Notes: Some systems are mixed, e.g. JURECA (11/2017 upgrade) has Kepler GPUs (2015) and Xeon Phi accelerators (2017), which is categorized as “GPU” arch (probably wrong categorization and likely benchmarked for a sub-system). For SuperMUC-NG, no official power-numbers are yet available, maybe 3-6 MW are likely (estimating 69-35 MFlop/Ws).

Unofficial Green HPCG

Trends

The top places are taken by Nvidia P100 & V100 GPUs, likely due to two reasons: a significant efficiency improvement in Pascal and Volta and (finally) the launch of multi-accelerator nodes in large systems.

(Karl, if you are reading this: let’s put new numbers in your post to falsify or proof the first point ;-) )

On the second group is taken by (2017) MIC systems. I tried to group by “launch” of systems in TOP500 submissions, looking at an evolution over time. One can see that there was already a significant gap in 2016/17 between the two which has now been widened with Knights Hill being canceled and Knights Mill (likely also a LINPACK/ML focused hardware) not yet released.

As a little surprise, the RISC architecture SPARC64 which launched in year 2011 is still amazingly well positioned. Even today, it is close to recently built x86 systems. Let’s see where the upcoming A64FX will be heading.

Sunway’s SW26010, introduced in 2016, is surprisingly low in our little comparison.

Green HPCG over time

Conclusions

General purpose RISC architectures are leading in this comparison even more than in the official Green500. In that sense, it would be really interesting if a power consumption number was submitted for Sandia’s Astra (Cavium ThunderX2) cluster. But either way, is our comparison fair?

Likely not more than any other metric for calculating efficiency.
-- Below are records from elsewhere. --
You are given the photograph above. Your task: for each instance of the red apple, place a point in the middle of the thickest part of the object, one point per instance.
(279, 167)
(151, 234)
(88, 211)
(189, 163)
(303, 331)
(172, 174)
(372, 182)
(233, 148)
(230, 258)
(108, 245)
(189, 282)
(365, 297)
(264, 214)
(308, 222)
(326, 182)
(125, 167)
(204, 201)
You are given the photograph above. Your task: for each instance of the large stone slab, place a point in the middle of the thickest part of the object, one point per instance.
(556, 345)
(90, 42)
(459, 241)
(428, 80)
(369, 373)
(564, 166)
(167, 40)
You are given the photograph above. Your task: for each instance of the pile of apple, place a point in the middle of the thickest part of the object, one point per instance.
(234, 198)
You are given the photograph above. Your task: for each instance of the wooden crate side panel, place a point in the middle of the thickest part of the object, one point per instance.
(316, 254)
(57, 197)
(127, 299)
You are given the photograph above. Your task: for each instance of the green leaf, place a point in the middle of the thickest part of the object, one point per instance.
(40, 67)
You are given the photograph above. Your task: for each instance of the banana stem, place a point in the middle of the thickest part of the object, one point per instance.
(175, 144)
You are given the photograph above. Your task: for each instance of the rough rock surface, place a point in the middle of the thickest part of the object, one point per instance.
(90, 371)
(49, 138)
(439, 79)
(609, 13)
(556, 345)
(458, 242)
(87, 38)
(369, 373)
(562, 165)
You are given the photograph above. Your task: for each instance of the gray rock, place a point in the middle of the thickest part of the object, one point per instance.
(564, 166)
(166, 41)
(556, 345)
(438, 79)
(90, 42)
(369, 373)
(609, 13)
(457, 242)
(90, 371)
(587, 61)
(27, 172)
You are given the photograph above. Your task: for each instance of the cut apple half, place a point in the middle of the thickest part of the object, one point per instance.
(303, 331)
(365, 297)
But let’s assume that most scientific HPC applications lie somewhere between the official LINPACK and HPCG benchmarks, so we should consider both metrics for efficiency as well.

Data

An interactive Jupyter Notebook and the HPCG data with added system power consumption have been uploaded to DOI:10.14278/rodare.68

Enjoy playing with it!

Updates

2018-11-18 3:38PM (CET): Avoid implying that HPL is able to use FP16 tensor cores already for TOP500 benchmarks. Clarified with an additional sentence and link to a recent paper, thanks Timothy!